"Sebelumnya kita pakai spanduk dan imbauan melalui media, tapi kebanyakan dibaca sekilas saja oleh penumpang," kata Kepala Penertiban PT KAI Daops I Ahmad Sujadi kepada detikcom, Rabu (4/1/2012).
Sujadi mengatakan, sosalisasi ini dilakukan sejak 2 Januari 2011. Hari ini sosialisasi dilakukan di Stasiun Cilebut. PT KAI mengundang ustad yang sudah dikenal di kawasan tersebut. Para ustad diberi kesempatan untuk memberikan ceramah.
SCROLL TO CONTINUE WITH CONTENT
Sujadi mengatakan, telah menyiapkan tempat khusus di Stasiun Cilebut. Kemudian ustad itu diberi kesempatan berceramah. "Kita sudah siapkan tikar, di belakangnya kita kasih spanduk mengenai bahaya naik di atap kereta," katanya.

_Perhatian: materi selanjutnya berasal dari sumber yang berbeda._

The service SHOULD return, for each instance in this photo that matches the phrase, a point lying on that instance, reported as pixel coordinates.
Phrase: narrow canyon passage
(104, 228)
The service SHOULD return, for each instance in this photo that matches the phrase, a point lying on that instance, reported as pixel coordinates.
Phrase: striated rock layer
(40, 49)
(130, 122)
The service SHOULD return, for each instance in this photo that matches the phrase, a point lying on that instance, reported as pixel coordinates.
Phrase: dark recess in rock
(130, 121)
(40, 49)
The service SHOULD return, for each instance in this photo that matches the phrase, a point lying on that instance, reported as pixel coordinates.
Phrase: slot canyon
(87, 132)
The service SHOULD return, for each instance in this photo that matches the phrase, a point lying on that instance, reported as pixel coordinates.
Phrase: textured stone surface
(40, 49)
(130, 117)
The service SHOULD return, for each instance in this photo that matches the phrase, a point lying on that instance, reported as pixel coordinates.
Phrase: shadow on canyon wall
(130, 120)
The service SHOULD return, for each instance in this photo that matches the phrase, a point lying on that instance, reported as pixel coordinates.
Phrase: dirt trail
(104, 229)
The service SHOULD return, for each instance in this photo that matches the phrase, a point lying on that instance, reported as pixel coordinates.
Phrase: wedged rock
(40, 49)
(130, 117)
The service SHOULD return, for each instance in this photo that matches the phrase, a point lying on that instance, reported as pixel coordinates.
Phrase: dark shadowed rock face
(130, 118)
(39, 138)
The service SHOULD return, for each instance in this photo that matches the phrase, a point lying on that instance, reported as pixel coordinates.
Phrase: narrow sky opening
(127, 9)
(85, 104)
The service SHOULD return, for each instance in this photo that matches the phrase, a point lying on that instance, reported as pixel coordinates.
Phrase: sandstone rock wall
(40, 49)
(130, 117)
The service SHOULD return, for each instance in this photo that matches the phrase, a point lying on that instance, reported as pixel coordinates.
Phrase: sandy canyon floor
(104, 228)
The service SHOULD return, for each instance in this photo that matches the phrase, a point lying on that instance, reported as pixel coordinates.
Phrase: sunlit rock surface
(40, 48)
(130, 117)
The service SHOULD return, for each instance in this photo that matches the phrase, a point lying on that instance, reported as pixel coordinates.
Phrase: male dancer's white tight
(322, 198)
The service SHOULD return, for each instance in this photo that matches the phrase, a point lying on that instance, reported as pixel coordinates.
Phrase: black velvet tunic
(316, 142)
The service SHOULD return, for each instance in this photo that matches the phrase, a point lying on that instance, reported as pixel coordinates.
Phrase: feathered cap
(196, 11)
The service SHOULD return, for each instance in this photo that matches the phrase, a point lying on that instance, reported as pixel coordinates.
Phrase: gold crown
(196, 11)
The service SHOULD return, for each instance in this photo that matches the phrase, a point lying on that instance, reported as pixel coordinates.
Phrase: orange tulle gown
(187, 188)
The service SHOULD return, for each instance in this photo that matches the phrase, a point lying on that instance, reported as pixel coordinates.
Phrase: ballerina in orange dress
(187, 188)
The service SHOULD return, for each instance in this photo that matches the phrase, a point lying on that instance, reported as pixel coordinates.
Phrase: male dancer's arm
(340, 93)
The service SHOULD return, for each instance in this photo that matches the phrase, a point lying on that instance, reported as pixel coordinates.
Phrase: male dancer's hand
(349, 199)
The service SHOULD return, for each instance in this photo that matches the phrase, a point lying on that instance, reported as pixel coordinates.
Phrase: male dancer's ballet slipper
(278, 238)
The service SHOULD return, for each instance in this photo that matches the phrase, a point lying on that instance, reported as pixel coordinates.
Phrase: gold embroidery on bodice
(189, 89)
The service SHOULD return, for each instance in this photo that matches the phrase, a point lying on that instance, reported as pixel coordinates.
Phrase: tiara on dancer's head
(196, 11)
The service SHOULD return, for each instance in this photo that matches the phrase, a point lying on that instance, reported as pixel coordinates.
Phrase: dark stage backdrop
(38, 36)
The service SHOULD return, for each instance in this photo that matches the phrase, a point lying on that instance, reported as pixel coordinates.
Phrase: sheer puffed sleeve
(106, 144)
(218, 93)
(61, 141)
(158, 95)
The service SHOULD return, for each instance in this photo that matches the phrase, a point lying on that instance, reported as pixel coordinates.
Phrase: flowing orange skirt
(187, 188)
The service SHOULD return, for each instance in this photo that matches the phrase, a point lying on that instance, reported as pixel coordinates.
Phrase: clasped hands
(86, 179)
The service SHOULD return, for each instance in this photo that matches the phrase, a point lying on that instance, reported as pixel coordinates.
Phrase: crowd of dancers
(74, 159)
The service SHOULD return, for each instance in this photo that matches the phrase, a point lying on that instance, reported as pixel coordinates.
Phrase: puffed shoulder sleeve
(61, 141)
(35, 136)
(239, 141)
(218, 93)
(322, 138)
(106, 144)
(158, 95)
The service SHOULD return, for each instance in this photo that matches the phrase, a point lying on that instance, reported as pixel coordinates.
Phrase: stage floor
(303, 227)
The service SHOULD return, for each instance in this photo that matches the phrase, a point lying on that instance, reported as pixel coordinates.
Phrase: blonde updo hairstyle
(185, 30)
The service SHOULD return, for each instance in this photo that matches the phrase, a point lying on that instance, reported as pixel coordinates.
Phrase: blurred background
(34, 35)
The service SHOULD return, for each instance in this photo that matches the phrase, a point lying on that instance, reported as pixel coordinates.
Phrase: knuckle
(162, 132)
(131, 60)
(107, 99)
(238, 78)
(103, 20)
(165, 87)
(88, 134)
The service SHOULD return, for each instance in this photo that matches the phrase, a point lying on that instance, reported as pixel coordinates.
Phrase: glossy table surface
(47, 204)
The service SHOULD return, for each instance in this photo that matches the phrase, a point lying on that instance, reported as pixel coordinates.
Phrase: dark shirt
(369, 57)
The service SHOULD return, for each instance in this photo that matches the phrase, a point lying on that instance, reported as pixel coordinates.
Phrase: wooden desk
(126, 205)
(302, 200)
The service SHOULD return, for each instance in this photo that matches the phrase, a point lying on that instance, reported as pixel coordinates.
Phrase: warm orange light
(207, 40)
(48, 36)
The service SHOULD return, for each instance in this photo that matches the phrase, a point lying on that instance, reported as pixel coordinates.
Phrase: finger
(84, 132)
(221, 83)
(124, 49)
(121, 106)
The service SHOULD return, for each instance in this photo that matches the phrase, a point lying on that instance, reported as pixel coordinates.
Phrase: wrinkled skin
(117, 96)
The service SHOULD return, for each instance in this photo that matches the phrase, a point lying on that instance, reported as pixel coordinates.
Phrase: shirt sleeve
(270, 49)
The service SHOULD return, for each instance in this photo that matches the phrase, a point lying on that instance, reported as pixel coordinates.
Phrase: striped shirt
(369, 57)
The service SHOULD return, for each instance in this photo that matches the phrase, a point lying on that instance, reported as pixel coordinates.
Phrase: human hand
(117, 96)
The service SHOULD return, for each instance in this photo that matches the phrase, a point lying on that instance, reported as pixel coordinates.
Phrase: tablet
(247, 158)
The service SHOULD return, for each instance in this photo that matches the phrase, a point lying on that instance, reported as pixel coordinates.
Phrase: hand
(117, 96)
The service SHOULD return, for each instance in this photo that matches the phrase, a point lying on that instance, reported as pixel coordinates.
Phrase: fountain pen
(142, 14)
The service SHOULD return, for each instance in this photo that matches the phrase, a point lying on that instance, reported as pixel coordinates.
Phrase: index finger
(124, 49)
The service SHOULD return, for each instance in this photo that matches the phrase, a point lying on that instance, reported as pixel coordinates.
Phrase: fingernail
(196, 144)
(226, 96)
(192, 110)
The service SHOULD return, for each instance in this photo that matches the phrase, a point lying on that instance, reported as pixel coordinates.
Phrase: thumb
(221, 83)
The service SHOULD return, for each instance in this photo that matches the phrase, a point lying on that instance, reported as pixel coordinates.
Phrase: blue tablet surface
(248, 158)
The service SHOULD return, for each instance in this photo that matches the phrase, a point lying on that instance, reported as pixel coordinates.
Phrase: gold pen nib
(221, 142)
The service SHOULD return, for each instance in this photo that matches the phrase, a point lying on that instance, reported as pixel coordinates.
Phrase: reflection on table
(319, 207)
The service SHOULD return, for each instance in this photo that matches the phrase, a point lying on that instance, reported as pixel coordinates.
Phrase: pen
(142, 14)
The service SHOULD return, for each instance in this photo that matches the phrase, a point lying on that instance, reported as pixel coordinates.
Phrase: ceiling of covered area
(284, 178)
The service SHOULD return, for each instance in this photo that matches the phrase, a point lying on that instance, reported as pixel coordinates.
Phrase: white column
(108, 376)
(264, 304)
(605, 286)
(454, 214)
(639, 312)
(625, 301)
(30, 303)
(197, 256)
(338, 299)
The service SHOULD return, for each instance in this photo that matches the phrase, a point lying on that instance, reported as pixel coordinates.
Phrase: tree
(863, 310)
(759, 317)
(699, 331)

Selain ustad, PT KAI juga menggunakan kesenian marawis untuk mengimbau penumpang agar tidak naik di atap kereta. Kesenian marawis ini dibawakan oleh sebuah yayasan di Citayam. Anggota yayasan ini dulunya adalah orang-orang yang sering naik di atap kereta, namun mereka sekarang sudah sadar dan tidak naik di atap gerbong lagi.
"Kita sudah ada lagu-lagu khusus yang mengimbau agar penumpang tidak naik di atas kereta," katanya.
Sujadi mengatakan, pada 11 Januari mendatang PT KAI baru akan mengadakan penindakan terhadap para penumpang yang naik di atas kereta. PT KAI benar-benar bertindak tegas dan akan membawa para penumpang yang naik di atas kereta ke proses hukum.
"Saat ini saya akan ke polsek-polsek yang dilewati kereta untuk mengadakan pertemuan dengan petugas," katanya.
Sebelumnya, PT KAI menggunakan cara menyemprot zat berwarna kepada penumpang bandel itu. Penerapan pintu koboi juga dilakukan. Tapi trik-trik ini tidak mempan.
Sementara, penumpang terpaksa naik ke atap dengan alasan di dalam gerbong sudah sangat penuh sehingga sulit masuk. Kereta memang moda favorit para komuter karena tiketnya murah meriah.